The process for partners not usually following this model is usually longer than for partners already familiar with this process (such as Red Hat or IBM). However, with the main objective of increase adoption/impact as well as maintainability after the project ends, many partners had onboarded on this and targeted open source communities for their components, following the similar existing projects (e.g., Sandbox projects), as well as the current standards for software development and deployment.

Even though this process takes time, and full open source contribution could happen actually after the project finishes, some outstanding contributions has already been made:

Open Source contributions to many projects, already merged upstream: Spark, Linux Kernel, Kuryr-kubernetes, Octavia, Neutron, Kubernetes, OpenShift Installer, Cluster Network Operator, Gophercloud, Terraform, …
Components developed with Sandbox projects in mind, like Triple Monitoring Engine which is managed and deployed through an operator. This allows easy deployment and testing of the component by other projects/people, and if it receives enough attention (github starts) it could eventually make it as a new component there — probably after some extra functionality is provided by extra contributors to make it more general and flexible for different use cases.

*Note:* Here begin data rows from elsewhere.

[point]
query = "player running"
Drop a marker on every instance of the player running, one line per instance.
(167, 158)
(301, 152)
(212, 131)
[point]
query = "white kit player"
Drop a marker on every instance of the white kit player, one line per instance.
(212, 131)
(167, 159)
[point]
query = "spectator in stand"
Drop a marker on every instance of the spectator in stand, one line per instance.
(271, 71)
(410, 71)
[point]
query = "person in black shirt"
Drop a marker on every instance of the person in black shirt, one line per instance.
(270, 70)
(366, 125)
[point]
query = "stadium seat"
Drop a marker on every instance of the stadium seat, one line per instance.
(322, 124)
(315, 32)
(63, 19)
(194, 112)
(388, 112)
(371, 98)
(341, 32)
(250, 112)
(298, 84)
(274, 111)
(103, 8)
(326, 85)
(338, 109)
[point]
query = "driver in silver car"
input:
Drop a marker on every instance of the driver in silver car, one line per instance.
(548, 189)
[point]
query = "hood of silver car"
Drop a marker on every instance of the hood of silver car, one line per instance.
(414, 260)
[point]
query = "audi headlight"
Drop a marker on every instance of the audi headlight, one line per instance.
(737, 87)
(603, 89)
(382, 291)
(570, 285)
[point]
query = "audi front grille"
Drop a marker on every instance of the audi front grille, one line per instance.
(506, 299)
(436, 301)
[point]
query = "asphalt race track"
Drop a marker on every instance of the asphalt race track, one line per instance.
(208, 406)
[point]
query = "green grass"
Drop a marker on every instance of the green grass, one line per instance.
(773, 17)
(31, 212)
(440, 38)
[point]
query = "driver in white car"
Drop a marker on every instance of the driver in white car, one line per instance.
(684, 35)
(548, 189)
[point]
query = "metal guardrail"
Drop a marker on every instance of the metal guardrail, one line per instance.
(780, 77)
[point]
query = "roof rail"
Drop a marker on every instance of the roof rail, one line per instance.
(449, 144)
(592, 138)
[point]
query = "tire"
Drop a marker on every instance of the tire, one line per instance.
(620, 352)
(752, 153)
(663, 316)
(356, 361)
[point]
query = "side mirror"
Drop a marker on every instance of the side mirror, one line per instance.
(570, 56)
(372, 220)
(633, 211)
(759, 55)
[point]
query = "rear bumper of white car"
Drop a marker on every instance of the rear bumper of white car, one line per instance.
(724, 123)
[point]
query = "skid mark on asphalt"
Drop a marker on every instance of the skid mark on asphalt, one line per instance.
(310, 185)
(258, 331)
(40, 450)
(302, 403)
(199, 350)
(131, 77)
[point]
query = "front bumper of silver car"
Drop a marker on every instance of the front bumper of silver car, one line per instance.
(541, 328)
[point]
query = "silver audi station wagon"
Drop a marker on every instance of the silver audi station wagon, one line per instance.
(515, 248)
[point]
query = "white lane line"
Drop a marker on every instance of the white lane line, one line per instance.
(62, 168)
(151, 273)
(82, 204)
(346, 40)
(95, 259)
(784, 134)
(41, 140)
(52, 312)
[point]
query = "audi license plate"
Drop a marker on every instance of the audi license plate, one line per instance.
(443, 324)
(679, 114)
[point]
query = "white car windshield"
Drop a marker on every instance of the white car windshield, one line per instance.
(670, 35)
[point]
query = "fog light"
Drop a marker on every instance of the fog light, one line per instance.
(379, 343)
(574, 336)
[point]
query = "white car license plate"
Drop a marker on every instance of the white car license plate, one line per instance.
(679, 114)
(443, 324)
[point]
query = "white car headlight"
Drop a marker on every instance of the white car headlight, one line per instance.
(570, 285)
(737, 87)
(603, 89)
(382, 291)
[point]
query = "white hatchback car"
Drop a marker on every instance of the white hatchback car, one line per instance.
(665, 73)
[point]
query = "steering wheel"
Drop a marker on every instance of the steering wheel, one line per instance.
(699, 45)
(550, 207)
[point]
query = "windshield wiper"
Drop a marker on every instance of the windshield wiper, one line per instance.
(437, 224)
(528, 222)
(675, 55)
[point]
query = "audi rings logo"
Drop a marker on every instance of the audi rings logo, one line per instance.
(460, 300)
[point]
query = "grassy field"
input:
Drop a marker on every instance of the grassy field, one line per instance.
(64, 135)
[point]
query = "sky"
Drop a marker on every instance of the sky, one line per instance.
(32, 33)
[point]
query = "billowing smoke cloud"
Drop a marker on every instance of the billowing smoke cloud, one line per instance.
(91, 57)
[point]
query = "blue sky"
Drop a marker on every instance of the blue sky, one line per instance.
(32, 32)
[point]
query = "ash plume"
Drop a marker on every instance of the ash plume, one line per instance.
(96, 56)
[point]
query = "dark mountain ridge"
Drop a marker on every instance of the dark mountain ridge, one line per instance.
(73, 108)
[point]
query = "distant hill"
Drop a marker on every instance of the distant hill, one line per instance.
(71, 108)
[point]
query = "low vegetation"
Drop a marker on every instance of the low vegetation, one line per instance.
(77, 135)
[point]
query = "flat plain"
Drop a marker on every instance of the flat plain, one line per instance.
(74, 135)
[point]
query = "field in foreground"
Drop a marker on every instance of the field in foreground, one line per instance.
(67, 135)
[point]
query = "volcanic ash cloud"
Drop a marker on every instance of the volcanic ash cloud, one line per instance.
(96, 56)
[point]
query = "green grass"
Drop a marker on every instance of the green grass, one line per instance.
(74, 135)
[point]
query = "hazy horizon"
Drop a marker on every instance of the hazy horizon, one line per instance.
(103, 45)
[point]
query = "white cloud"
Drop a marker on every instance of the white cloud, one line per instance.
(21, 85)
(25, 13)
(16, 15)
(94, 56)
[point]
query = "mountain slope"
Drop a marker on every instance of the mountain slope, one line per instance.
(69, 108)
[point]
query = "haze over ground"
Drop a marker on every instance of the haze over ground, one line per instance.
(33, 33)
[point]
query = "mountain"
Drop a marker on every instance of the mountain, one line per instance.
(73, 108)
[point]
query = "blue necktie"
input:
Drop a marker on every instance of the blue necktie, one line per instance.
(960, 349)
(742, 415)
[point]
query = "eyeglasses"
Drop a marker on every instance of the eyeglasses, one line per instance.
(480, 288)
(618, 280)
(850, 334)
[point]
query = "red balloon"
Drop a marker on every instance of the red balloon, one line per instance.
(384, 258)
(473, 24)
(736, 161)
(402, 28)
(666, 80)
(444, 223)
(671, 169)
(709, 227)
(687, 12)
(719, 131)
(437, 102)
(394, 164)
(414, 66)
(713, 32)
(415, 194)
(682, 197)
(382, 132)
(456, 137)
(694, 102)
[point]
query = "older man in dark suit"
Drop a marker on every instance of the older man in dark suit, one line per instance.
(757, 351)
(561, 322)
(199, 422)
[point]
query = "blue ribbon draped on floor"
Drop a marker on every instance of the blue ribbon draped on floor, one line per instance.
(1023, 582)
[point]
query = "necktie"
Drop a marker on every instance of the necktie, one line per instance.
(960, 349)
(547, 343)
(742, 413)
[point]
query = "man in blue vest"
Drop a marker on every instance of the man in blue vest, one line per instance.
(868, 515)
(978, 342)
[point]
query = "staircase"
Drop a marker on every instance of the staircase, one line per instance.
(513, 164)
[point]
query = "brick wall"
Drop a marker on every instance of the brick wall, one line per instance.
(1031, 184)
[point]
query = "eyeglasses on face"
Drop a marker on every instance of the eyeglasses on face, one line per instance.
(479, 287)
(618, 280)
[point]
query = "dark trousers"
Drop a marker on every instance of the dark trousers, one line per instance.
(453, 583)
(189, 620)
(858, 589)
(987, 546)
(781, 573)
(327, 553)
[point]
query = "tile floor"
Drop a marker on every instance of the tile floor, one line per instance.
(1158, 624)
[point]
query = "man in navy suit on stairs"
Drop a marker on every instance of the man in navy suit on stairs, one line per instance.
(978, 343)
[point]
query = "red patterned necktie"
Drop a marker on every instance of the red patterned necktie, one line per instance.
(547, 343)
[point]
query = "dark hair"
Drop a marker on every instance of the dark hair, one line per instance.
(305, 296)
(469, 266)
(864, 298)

To conclude this blog post, there is another example of a success story that happened in a previous project, and where upstream contributions were finalized after the project finished. It was at the Orbit EU project. In this case, the feature to implement was “post-copy live migration of VMs” and it required modifications at the different level of the stack (from lower to upper layers):

Modifications at the Linux Kernel for virtual pages management
Modifications at the Qemu level to make use of the new kernel functionality and offer the new migration option
Modifications at Libvirt level to orchestrate the migration level based on the Qemu functionality
Modifications at the OpenStack (Nova) level to make use of the new live migration feature exposed by Libvirt

In this development, and during the time frame of that project, Red Hat completed and upstreamed the features for the first two layers (Kernel and Qemu). However, Red Hat also collaborated with Umea University and helped them in the development of Libvirt and OpenStack extensions. Red Hat mentored the people involved from Umea University in the way to approach both Libvirt and OpenStack communities to get the features merged upstream. This eventually happened right after the project finished (less than half a year after). This has ensured the feature is still supported by OpenStack (more than 4 years after) and many users/customers around the world could rely on them (some even transparently) on a daily basis.

Conclusions

More and more companies are adopting the Open Source development model. A lot of the innovation in the world is happening in the Open. The European Open Source Initiative is a way to onboard more and more companies and researchers on this journey, to ease their way in, and to benefit as a society from collaboration and transparency. We believe in this model and we are pushing to make it widely acceptable.